Polymer flooding offers the potential to recover more oil from reservoirs but requires significant investments, which necessitate a robust analysis of economic upsides and downsides. Key uncertainties in designing a polymer flood are often reservoir geology and polymer degradation. The objective of this study is to understand the impact of geological uncertainties and history matching techniques on designing the optimal strategy for, and quantifying the economic risks of, polymer flooding in a heterogeneous clastic reservoir.

We applied two different history matching techniques (adjoint-based and a stochastic algorithm) to match data from a prolonged waterflood in the Watt Field, a semisynthetic reservoir that contains a wide range of geological and interpretational uncertainties. Next, sensitivity studies were carried out to identify first-order parameters that impact the net present value (NPV). These parameters were then deployed in an experimental design study using Latin hypercube sampling (LHS) to generate training runs from which a proxy model was created using polynomial regression. A particle swarm optimization (PSO) algorithm was employed to optimize the NPV for the polymer flood. The same approach was used to optimize a standard waterflood for comparison. Optimizations of the polymer flood and waterflood were performed for the history-matched model ensemble and the original ensemble.
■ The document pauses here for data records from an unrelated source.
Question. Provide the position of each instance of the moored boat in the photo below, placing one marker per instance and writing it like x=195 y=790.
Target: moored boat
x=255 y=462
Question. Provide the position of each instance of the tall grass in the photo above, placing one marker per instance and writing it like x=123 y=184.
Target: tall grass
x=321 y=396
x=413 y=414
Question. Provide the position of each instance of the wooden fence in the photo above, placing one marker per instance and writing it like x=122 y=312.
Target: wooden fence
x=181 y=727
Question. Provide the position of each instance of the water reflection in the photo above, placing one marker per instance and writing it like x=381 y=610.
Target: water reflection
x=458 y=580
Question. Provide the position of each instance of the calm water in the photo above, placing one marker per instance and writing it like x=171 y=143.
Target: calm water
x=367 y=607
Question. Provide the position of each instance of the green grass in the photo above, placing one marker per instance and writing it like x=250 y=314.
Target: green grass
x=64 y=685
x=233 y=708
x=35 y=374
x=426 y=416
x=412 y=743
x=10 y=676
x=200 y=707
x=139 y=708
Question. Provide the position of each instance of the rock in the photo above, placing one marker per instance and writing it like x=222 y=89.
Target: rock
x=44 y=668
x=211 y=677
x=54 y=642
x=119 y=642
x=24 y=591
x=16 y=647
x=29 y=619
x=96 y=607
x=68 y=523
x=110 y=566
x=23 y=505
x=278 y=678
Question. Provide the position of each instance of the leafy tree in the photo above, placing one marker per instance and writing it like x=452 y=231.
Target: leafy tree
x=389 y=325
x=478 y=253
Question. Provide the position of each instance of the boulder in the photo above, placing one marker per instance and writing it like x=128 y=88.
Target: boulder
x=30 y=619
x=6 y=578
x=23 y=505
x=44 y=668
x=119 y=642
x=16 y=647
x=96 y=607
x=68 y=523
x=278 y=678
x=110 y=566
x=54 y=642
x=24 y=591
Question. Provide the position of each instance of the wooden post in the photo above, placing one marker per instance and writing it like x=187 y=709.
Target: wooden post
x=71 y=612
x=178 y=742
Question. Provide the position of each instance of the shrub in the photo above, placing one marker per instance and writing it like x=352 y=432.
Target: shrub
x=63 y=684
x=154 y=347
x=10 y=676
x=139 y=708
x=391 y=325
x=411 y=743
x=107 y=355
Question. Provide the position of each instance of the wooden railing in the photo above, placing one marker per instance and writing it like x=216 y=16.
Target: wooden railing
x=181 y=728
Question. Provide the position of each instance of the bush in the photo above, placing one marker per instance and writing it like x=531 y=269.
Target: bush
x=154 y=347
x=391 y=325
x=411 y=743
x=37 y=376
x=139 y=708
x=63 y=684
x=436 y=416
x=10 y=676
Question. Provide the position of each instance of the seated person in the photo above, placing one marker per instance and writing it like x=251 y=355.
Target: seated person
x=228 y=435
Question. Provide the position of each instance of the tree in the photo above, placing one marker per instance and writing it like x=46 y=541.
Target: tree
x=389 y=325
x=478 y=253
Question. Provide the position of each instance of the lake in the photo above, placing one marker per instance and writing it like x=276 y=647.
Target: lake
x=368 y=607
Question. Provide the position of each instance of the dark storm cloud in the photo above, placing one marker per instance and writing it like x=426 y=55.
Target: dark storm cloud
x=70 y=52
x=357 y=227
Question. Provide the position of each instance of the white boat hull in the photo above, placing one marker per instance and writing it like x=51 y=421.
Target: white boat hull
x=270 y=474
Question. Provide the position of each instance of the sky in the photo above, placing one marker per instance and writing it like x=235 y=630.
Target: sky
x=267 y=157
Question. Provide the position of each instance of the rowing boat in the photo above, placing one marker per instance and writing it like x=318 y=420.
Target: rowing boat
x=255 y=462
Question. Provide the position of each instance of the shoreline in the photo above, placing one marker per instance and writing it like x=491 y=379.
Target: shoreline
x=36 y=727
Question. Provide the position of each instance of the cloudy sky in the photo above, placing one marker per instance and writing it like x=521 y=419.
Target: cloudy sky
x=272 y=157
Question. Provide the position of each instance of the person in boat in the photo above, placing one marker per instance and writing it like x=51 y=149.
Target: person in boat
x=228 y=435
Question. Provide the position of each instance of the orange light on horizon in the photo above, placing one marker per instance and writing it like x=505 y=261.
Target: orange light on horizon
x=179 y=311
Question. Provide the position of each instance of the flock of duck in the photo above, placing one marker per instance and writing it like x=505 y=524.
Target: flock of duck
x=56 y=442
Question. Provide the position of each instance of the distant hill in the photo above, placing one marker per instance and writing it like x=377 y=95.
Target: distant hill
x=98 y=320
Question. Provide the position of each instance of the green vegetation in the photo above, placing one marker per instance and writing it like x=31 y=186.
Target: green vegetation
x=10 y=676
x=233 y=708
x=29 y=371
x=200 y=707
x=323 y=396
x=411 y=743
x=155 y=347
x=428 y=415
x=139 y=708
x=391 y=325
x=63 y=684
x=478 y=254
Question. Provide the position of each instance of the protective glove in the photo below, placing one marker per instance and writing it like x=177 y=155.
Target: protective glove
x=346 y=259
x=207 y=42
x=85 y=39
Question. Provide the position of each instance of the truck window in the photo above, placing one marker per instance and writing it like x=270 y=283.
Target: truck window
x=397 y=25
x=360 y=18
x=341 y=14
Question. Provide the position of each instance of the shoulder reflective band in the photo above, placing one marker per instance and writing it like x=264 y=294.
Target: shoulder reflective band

The optimal strategy to deploy the polymer flood and maximize NPV varies based on the history matching technique. The average NPV and the variance are predicted to be higher in the stochastic history matching compared to the adjoint technique. This difference is due to the ability of the stochastic algorithm to explore the parameter space more broadly, which created situations in which the oil in place is shifted upward, resulting in a higher NPV. Optimizing a history-matched ensemble leads to a narrow range in absolute NPV compared to optimizing the original ensemble. This difference is because the uncertainties associated with polymer degradation are not captured during history matching. The result of cross comparison, in which an optimal polymer design strategy for one ensemble member is deployed to the other ensemble members, predicted a decline in NPV but surprisingly still showed that the overall NPV is higher than for an optimized waterflood, even for suboptimal polymer injection strategies. This observation indicates that a polymer flood could be beneficial compared to a waterflood, even if geological uncertainties are not captured properly.